In mild cases, neck stretching and strengthening exercises, physical therapy, and ergonomic adjustments can significantly reduce pain; when symptoms have been present for fewer than 6 weeks and there are no neurological deficits, conservative management is the first-line approach. However, if radiating arm pain persists beyond 6 to 8 weeks, grip or arm strength is reduced, or signs of spinal cord compression are present, exercise therapy alone is insufficient, and specialist evaluation with imaging is necessary.

Is neck surgery dangerous?

In experienced hands with appropriate technology, the complication profile of ACDF is very favorable. Transient hoarseness may occur in 2 to 5% of patients and swallowing difficulty in 3 to 5%; the vast majority resolve completely within a few weeks to months. Permanent nerve injury or vascular complications are extremely rare. The operating microscope, intraoperative neuromonitoring, and modern implants all contribute to minimizing these risk rates.

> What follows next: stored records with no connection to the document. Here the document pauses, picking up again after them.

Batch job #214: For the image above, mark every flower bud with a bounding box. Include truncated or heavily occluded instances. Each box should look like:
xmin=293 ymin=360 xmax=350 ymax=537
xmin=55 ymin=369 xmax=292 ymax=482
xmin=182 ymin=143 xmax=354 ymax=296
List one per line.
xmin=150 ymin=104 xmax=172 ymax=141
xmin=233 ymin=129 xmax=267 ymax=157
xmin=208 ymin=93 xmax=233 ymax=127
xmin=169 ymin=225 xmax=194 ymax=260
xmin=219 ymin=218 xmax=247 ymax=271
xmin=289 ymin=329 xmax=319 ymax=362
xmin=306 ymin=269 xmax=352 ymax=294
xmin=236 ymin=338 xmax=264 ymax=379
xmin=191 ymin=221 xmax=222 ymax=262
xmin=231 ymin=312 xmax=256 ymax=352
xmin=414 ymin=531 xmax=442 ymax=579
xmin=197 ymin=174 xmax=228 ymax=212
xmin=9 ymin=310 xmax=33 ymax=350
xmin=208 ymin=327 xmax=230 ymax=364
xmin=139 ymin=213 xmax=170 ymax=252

Which is better: a cage or an artificial disc?

This decision is individualized based on the patient's age, activity level, number of affected segments, bone density, status of adjacent segments, and surgical anatomy. As a general principle, TDR tends to be preferred in patients under 40 who are active and have single-level disease with healthy adjacent segments, while ACDF is more commonly selected for those over 50, multi-level involvement, or where bone quality is a concern. Both techniques have well-supported long-term safety and efficacy profiles.

Is a neck brace required after surgery?

For a standard single-level ACDF, most surgeons recommend a soft collar for only a few days to two weeks primarily for comfort. In multi-level procedures or cases with poor bone quality, this may extend to four weeks. Prolonged immobilization weakens the cervical musculature and is therefore not recommended; targeted muscle activation and early mobilization have a positive effect on recovery.